Ниже я помещаю видео, снятое по моему заказу для местного русского видео-канала «Отражение». Уж, не знаю даже кто там его смотрел — не я, так точно. Но был один канал и я подумал, что надо им воспользоваться. Видео это вышло в декабре 1995 года — первое, самое древнее, можно сказать в нашей истории. Классная комната — это в гараже. Специально снимали так, чтобы было непонятно, что гараж. Там, где я у книжных полок говорю — это уже в самом доме. Я сам пересмотрел видео в контексте рассказываемой истории — грустно выгляжу, не моя энергетика, подкошен событиями.
Угрозы от Чука и Гека
Седой Беня, которого я пригласил сняться в этом видео, поначалу согласился. Но потом перезвонил и, буквально плачущим голосом, попросил его освободить от этого мероприятия — не хочу, говорит, чтобы Руфина на меня обидилась. Я ей оставил бизнес на полном ходу и ушел ни с чем. Мой единственный капитал — это люди, которые знают правду. Те две девушки, что на видео, согласились не только без колебаний, но с радостью. Я тогда Бене сказал — об одном жалею, что ты у меня учился, а не у Руфины. Он даже не спорил и не оправдывался, просто жалостно скулил в трубку.

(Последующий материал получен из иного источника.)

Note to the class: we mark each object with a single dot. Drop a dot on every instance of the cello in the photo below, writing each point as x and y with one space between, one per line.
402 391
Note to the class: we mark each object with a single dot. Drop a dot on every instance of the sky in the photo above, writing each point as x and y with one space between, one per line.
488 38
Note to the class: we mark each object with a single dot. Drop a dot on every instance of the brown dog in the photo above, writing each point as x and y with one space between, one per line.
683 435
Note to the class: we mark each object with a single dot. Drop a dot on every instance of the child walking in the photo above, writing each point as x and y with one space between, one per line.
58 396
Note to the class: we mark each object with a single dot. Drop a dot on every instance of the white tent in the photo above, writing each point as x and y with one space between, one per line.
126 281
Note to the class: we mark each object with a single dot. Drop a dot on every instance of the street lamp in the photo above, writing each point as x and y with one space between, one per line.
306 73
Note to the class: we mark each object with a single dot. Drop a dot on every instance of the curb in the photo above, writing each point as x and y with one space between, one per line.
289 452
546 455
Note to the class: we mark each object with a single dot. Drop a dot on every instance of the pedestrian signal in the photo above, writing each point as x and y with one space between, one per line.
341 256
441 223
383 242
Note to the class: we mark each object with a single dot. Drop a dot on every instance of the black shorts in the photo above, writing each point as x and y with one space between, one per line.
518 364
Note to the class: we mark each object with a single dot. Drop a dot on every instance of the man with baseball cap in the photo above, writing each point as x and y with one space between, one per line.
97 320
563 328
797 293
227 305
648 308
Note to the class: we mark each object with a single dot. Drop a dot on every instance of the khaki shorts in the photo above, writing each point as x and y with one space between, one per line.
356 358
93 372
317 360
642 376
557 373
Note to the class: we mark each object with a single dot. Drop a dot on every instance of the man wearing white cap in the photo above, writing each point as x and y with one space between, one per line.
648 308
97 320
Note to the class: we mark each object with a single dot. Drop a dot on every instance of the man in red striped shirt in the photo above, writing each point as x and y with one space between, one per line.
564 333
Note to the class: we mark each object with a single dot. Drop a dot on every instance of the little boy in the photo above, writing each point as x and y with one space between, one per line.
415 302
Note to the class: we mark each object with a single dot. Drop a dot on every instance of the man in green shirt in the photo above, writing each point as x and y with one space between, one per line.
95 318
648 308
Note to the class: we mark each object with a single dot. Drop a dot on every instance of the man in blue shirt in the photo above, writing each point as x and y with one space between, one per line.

Преподавать у Руфины было некому. Ни в Сан Франциско, ни в Лос Алтос. На полную ставку перевели Полярника, наняли самовлюбленного Гогу, еще пару вчерашних выпускников. Набрали они три группы по 20-25 человек в Сан Франциско и столько же в Лос Алтос. Все это рекламировалась как «та самая школа» и ее филиал в Сан Франциско. Первым заходом новые партнеры кинули на тысячу долларов каждого полторы сотни человек. Они бы и больше запустили, но не было производственных мощностей.
Меня трясло от бессилия и от неспособности как-то помешать этой омерзительной бойне. Нищих разводят циничные мерзавцы на последние копейки, которые люди отдают чтобы вырваться из нищеты. Я не мог ни спать, ни сосредоточиться ни на чем другом. ГАДЫ!!!!
Нужно было просто переждать, отлежаться на дне пока сойдет мутная пена. Их должно было хватить на два выпуска. Пока учатся первые 6 групп никто жаловаться не будет, поскольку студенты хотят получить работу. Им не учебный процесс обещан, а трудоустройство. К моменту окончания первого потока из шести групп еще скандала нет, поскольку непонятно еще, что «кина не будет». Но, к моменту окончания второй партии из 150 кинутых, результаты первого потока будут такими чудовищными, что на этом свежесформированный партнершип прекратит существование. Тут, как не ходить к бабке-гадалке.
Чук и Гек мне забили стрелку. Чук позвонил по телефону и завел странный разговор. Дословно, он сказал: у Вас враги есть? Я даже не сообразил что он такое несет и кто это вообще такой. То есть, по объявлениям в газетах я понял, что у Руфины в городе есть какие-то партнеры, но деталей не знал. Чук предложил встретиться, поскольку есть проблемы. Мы с женой приехали в их офис на Гирибасовской. Присутствовали Чук, его жена, и Гек. Поздоровались и решили для знакомства обменяться историями. Чисто внешне Чук выглядел очень симпатичным мужиком лет сорока — стройный, можно сказать, видный мужчина, с интеллигеннтной бородкой как у научного сотрудника. Речь у него не развита, с первых слов понятно, что очень тупой. Оказался он спортсменом, в прошлом. То ли борцом, то ли что-то вроде этого. Он периодически к месту и не к месту грозился разобраться, говорил, что за них пишется братва в Нью Йорке. Косил под уголовника.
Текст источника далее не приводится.